Shockingly, it’s just another tax with a fancy name.
The PRAT tax, the latest tax scheme cooked up by La Crosse County officials, is really just another half-percent sales tax that could be imposed on nearly all retail businesses in the county. As with any other sales tax, this $6.6 million new tax will inevitably be paid for by consumers like you.
“But without more money we can’t fill the potholes!” the tax-and-spend crowd keeps shouting in your ear every time you turn on the TV. What they conveniently omit are their own failures to properly prioritize county spending.

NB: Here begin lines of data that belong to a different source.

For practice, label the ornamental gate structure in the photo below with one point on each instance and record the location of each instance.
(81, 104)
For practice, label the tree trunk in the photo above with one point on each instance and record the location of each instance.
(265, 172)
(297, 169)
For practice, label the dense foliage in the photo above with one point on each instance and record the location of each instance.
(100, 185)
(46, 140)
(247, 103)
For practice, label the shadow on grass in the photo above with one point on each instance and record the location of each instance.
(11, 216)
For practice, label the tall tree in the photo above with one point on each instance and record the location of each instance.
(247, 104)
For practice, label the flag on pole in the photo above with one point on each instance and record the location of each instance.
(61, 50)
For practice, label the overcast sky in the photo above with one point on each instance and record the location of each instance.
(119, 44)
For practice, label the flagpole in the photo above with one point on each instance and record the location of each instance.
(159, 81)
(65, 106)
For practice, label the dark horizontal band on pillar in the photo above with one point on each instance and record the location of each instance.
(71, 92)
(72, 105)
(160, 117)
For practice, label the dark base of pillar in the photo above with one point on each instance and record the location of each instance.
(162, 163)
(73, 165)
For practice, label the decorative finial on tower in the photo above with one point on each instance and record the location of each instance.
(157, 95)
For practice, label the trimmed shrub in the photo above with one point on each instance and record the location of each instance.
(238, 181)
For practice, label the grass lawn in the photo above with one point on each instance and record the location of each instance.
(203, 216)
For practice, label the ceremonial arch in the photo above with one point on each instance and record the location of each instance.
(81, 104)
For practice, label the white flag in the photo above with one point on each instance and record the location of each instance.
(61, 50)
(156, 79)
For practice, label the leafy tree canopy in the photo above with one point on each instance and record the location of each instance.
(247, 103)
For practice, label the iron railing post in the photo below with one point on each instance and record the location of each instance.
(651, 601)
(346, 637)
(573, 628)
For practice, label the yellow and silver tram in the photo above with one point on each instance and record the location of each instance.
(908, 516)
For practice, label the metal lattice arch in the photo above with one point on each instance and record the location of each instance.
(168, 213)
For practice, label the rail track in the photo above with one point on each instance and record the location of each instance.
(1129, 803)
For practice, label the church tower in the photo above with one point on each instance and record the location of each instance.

La Crosse County budgeted for $136,764,518 in revenue for 2016. It planned nearly $33 million in property tax collections and $11.6 million from the county’s 0.5 percent sales tax. Yes, the county already has a sales tax onto which the proposed PRAT tax would be stacked.
According to the state Department of Revenue, 44 categories of business are subject to this tax in any jurisdiction that enacts it — bars, restaurants, gas stations, clothing retailers, hotels — even a category called “miscellaneous retail stores,” lest any devious boutique business falls through the cracks. In short, pretty much every business that a tourist could theoretically walk into would be subject to the PRAT tax.
The PRAT was conceived for the most innocent of reasons. When the summer residents of certain areas, like the Wisconsin Dells, fled for the winter, the Dells and similar tourist reliant areas needed a consistent revenue source.
Thus the Legislature invented the PRAT, but it required at least 40 percent of assessed property values in the taxed region to be composed of tourism-related businesses in order to be enacted. Thus, only six municipalities in Wisconsin currently have a PRAT tax, according to the Department of Revenue. At 5.3 percent, La Crosse County doesn’t come close to qualifying.